What Are Your Reasons?
I shared this on FB so I apologize if it’s redundant. I just don’t trust FB to not ban me without a second’s notice and have the things I wrote disappear. I am trying to put everything I can in here.
So here it is…
I have heard a lot of stupid reasons in my day, but the absolute stupidest reason I have ever heard for ANYTHING is a defense for circumcision. It goes, "my kid's penis needs to match mine (if the man is speaking) or his father's (if it's the mom)."
I remember the first time I heard that reason being so bewildered. Like, we are not dealing with a full deck here.
I know what you’re thinking or at least, I know what I would be thinking. There has to be more to it. This is not a strawman. This is literally a given “reason” for getting a child a circumcision accompanied in many cases by no other reason.

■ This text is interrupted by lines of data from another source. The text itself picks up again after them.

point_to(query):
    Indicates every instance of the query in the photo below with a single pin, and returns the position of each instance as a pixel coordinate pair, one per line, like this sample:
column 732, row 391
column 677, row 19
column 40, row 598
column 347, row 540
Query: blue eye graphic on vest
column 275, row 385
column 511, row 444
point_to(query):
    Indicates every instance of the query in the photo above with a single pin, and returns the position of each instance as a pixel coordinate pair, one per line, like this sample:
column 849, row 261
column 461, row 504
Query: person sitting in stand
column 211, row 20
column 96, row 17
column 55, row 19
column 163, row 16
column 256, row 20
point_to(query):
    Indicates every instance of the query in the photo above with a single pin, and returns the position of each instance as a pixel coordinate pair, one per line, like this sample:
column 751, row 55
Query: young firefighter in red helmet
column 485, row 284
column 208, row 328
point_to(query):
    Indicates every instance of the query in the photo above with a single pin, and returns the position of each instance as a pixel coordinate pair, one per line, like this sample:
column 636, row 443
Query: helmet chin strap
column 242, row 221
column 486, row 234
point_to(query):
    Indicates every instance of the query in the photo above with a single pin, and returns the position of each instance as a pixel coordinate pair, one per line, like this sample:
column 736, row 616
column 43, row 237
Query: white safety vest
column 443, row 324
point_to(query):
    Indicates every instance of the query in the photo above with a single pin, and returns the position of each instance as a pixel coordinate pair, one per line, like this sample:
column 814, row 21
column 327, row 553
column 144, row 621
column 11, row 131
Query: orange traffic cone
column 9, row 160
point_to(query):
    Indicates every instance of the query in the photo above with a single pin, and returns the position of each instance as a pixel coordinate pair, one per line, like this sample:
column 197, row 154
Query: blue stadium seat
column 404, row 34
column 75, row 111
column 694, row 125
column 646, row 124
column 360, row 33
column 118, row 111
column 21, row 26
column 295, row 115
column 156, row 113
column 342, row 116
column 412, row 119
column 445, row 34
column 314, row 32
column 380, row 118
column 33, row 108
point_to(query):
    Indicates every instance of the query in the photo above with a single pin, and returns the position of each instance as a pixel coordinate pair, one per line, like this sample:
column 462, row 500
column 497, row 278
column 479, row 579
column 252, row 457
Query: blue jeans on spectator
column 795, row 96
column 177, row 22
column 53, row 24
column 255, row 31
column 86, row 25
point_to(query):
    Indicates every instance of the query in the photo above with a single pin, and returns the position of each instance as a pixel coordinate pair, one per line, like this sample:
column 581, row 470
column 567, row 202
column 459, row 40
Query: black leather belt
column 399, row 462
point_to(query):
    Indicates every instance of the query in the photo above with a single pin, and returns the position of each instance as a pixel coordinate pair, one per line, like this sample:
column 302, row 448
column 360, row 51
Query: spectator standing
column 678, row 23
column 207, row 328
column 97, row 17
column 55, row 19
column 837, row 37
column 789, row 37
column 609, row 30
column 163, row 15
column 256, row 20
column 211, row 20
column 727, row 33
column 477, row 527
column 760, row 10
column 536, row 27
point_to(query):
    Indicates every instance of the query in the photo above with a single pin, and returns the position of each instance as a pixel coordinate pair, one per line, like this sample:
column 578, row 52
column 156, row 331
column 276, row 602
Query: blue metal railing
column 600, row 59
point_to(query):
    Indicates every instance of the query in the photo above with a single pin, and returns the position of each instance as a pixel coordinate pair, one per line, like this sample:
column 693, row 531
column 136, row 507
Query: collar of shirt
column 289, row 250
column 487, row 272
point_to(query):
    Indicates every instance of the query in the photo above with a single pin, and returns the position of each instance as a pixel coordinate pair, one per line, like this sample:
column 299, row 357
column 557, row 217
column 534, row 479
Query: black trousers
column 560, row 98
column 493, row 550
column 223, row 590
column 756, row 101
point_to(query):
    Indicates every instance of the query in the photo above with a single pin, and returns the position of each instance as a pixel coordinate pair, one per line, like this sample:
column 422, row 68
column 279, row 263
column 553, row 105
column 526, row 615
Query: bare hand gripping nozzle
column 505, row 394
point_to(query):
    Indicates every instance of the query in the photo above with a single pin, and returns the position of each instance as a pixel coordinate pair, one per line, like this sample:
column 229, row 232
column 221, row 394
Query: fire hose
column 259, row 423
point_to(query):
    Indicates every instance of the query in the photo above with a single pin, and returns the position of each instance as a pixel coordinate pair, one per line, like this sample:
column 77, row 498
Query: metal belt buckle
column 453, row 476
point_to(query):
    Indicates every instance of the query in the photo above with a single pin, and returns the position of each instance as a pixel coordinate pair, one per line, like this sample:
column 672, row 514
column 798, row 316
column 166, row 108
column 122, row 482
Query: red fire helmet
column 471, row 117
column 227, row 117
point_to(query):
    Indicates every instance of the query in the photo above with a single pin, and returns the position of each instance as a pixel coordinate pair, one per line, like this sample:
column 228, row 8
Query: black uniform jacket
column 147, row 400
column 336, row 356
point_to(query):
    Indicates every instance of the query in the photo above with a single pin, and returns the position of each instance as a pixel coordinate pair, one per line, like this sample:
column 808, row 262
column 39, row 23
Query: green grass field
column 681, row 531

Next thing they say is "how will I explain when they see my penis and it looks different?"
How do you explain when your family is different ethnic backgrounds and you look different? Somebody has blue eyes, someone has green, is this a big deal?
Who is the one with the feelings about their penis being different? Is it really the child or is it you? Be honest. Is someone going to be having sex with your kid one day and say, "Oh my gosh, are you related to Jeff Smith? You guys have the same penis. Oh, he's your father? I would recognize that penis anywhere!"
I grew up with a dad who had a hunch back. I literally never knew he was different than anyone else until my best friend pointed it out to me. She was so sweet. I remember she said, "Your dad must give the best piggy backs because of the way his back is curved." I must have been 8 years old. I looked at my dad when he came home from work, and I still didn't see it. I looked at everyone else and then my dad again, and I was like... wait a minute. His back is different! To me, that was just how he looked. Once I found out, no feelings.
Your kids aren't going to think differently of you if you don't circumcise them. Certainly, they will not think less of you for not doing that to them or for you having had it done to you. This is an unfounded concern.
As one of my friends said, it was harder to explain why she did it to her oldest son once she realized the risks. She hasn’t circumcised her youngest and the oldest asked why he was different. She said the hardest part was explaining to her son what she had done with remorse without body shaming him in any way.
You can do your own research on the risks. I’m just going to say this. I’ve dated people with botched jobs, and I know it forever impacts the most sacred part of their lives.
Last point here, I have two kids who are in tact, their dad isn't. Sorry for spilling the beans, husby. My kids aren't looking at my husband's penis long enough or introspectively enough to consider that it is different than theirs. The boys are ages 7 and 9, and as far as I know, to this day they've never noticed or asked.
So... How much were you planning to be exposing your junk to your kids? I wonder.